The study, funded by the American Pecan Council and published in The American Journal of Clinical Nutrition, shows how a simple dietary change can have a big impact on cardiovascular health.
The Research
The study involved 138 adults with at least one risk factor for metabolic syndrome—a cluster of conditions, including high blood pressure, elevated blood sugar, excess belly fat, and poor cholesterol levels—that increase the risk of heart disease, stroke, and type 2 diabetes.
Participants were divided into two groups: one group replaced their usual snacks with two ounces of pecans daily, while the other group maintained their regular eating habits. After 12 weeks, the results were striking—pecans proved to have a positive impact on heart health.
Key Findings
Improved Cholesterol Levels Participants who ate pecans saw significant reductions in their cholesterol levels:
Total cholesterol dropped by 8 points.
LDL ("bad") cholesterol decreased by 7 points.
Triglycerides, a type of blood fat, fell by 16 points.
While these numbers may seem modest, they represent meaningful improvements in heart health over time.
Enhanced Diet Quality Using the Healthy Eating Index-2020, a tool that measures adherence to U.S. dietary guidelines, researchers found that the pecan group saw a 17% increase in diet quality compared to the control group, with a 9-point improvement in their scores. This shift was attributed to replacing unhealthy snacks high in refined carbs, added sugars, and unhealthy fats with the nutritious benefits of pecans.
Better Nutrient Intake By incorporating pecans into their daily routine, participants boosted their intake of heart-healthy fats, fiber, protein, vitamins, and minerals. Additionally, they consumed more plant-based proteins and seafood, both of which are often underrepresented in American diets.
Limitations
While pecans proved to be a heart-healthy snack, they do come with a calorie count of about 200 per handful. Despite being advised to replace, not add, pecans to their diet, some participants ended up consuming extra calories, leading to an average weight gain of 1.5 pounds over 12 weeks.

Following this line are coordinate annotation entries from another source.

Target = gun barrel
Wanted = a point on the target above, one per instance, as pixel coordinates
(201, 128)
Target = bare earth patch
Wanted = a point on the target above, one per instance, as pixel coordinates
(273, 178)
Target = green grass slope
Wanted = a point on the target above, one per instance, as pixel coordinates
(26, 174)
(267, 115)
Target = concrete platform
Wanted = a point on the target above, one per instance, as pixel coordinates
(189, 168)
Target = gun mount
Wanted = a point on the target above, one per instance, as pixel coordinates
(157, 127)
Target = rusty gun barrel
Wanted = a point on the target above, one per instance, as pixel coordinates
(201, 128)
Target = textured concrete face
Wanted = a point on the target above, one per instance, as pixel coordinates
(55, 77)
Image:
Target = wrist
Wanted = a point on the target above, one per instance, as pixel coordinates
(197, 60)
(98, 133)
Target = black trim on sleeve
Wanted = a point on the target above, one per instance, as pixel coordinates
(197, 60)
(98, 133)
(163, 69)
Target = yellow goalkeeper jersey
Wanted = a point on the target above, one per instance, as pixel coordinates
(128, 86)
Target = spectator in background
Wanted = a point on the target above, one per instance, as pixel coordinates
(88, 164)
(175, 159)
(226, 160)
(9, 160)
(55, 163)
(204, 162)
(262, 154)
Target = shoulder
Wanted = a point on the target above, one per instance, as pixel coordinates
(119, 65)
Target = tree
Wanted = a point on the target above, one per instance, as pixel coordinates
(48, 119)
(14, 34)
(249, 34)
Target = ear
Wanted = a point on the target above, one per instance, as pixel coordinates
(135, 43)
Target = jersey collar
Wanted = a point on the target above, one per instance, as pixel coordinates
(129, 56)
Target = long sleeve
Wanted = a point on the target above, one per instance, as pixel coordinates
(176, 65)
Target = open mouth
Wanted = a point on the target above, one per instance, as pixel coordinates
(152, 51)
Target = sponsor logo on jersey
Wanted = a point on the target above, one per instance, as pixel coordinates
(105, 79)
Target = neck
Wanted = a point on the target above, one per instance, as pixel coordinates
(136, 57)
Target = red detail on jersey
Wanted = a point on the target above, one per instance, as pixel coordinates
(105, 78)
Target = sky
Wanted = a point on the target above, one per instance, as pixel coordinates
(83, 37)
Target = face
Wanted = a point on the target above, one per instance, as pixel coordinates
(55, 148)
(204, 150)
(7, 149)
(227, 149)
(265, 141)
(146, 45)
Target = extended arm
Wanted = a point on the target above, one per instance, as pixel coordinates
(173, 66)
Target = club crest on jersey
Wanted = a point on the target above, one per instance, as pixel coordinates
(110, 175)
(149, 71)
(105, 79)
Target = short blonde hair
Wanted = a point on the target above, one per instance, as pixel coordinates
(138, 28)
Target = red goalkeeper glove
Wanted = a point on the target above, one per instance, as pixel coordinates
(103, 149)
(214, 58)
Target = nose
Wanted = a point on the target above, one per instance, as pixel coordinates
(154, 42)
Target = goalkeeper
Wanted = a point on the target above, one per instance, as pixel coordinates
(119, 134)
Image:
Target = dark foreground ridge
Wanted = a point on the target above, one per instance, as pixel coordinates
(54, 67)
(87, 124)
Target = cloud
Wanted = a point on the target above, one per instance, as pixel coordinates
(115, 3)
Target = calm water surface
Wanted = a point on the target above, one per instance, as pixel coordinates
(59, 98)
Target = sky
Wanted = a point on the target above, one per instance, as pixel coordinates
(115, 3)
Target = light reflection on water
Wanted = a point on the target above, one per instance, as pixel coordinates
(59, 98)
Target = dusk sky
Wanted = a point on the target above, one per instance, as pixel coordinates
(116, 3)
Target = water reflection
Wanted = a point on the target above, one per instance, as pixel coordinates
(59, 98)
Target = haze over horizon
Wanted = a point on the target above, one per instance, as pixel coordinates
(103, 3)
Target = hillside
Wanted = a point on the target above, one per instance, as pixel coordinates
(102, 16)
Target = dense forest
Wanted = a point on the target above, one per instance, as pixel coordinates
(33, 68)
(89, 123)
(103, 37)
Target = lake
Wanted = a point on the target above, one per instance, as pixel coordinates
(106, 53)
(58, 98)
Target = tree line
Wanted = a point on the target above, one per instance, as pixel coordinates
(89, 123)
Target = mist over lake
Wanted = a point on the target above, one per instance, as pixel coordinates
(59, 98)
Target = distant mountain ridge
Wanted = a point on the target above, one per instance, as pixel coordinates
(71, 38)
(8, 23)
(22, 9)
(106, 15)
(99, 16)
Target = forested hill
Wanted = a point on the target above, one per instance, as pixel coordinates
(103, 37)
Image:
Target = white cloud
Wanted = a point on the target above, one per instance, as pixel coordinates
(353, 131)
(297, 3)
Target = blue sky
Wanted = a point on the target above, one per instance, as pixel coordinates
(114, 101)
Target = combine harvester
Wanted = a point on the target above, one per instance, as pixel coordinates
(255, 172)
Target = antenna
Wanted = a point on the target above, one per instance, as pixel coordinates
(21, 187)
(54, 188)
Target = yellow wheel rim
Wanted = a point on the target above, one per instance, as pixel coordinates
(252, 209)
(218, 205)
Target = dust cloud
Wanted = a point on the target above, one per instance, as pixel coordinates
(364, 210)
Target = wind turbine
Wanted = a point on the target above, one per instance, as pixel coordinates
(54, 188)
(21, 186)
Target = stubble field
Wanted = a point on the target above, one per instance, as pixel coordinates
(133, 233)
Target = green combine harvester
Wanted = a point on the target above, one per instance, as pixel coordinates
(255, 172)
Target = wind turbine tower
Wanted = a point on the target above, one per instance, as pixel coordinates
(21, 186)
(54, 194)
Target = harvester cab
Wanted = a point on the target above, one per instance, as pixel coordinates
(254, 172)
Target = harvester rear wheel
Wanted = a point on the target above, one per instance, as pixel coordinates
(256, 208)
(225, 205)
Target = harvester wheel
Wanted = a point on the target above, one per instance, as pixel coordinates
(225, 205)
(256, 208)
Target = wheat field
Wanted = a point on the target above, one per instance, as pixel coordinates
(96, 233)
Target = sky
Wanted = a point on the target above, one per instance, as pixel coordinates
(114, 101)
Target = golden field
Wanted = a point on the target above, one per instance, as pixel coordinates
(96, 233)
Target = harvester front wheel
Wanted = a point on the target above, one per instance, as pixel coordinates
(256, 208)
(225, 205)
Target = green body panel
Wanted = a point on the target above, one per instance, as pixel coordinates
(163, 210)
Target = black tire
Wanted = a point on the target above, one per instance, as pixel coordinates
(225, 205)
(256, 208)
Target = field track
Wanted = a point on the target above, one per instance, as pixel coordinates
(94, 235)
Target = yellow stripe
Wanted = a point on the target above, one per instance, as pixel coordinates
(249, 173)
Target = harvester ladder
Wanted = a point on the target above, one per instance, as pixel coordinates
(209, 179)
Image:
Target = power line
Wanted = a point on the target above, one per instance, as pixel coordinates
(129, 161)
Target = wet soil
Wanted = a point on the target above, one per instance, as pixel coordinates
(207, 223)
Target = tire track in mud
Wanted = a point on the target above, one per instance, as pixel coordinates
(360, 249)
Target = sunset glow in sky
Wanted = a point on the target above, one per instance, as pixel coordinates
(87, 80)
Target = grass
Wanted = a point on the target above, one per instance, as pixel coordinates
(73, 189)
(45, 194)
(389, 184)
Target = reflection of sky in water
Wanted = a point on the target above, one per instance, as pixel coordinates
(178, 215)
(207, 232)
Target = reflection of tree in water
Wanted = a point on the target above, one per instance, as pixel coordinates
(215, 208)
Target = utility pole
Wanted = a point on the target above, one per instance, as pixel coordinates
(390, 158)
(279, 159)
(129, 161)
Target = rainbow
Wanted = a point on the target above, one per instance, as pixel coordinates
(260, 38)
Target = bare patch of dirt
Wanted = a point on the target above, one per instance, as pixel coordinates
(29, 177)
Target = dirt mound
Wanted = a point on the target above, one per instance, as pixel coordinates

Additionally, researchers had hoped to observe improvements in blood vessel function—an effect seen in other nut studies—but this particular study did not show those results.
Why It Matters
Americans consume about 20% of their daily calories from snacks, many of which offer little nutritional value. If more people swapped ultra-processed snacks for nutrient-dense options like pecans, the public health benefits could be immense.
Pecans are a delicious and heart-healthy snack, especially when they replace less nutritious options like chips and cookies. Their ability to lower cholesterol and improve diet quality makes them a valuable addition to any balanced eating plan.